If you follow me on social media at all then you already know this, but a couple days ago we lost Gemma.
It is, to be totally frank, wholly devastating. Losing a horse always is, and it’s the worst part of loving them. It seems especially awful when it happens so suddenly, without warning, like a complete sucker punch out of nowhere. Just a few weeks ago we had a discussion thread in the Patreon group about who we were going to breed her to this year, and now all the sudden… here we are. As Bekah so succinctly put it, “it isn’t just the loss of a good mare, it’s the loss of dreams”.
I won’t get into a lot of detail here because to be honest it was very traumatic and I don’t think most of you really want to hear it, but the short version is that she had a very nasty and severe colic. I found her down at breakfast (she had been totally fine at night check the night before) already in severe distress. It was very clear that there was no saving her and we had to make the humane decision to end her suffering.
Initial necropsy results show that she had a severe epiploic foramen entrapment. Surgery would have been the only option (which she wasn’t a great candidate for) and likely still wouldn’t have ended well – the tissue was already starting to die. Her odds for surviving even the actual surgery itself would not have been great and her risk for complications would have been high. It does help a little bit to know (and have several vets say) that our decision was the right one, because we all know how terrible of a decision that is to have to make.
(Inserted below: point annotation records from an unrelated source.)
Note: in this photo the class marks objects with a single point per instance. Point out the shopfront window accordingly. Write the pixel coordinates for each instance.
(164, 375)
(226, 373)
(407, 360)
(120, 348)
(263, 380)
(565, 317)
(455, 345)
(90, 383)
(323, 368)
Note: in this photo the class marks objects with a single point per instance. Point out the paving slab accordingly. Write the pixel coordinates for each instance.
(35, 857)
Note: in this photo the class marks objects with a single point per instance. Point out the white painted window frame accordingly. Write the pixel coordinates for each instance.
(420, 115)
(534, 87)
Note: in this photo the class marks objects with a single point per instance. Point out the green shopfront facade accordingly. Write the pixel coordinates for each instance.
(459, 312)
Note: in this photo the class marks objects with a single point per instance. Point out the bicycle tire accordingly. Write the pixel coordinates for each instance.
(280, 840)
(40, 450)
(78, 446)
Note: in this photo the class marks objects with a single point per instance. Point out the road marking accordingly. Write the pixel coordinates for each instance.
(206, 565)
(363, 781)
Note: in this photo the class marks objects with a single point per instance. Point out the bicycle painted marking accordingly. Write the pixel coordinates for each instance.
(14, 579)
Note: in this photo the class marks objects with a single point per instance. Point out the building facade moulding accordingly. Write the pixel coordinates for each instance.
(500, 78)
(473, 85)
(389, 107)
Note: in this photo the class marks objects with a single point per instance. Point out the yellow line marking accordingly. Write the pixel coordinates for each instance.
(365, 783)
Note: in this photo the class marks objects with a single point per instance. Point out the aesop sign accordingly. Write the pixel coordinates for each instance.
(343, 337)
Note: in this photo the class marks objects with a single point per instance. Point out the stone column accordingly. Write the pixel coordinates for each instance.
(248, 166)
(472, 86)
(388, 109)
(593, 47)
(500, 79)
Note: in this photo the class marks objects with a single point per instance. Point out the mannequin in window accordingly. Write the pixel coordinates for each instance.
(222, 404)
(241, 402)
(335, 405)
Our time with Gemma was heartbreakingly short, but she left her mark on us none-the-less. She will always be the sweetest, funniest, hardest-trying little chestnut mare I’ve ever met, and I will always remember how brave and smart she was, and how it was impossible to give her a treat without at least a couple fingers ending up in her mouth. And I’ll definitely miss hearing her bellowing impatiently at me from across the farm when she demanded food and/or wither scratches.
Despite how it ended I feel like it was an honor to be her person and a privilege to know and love her. Rest easy, clever girl.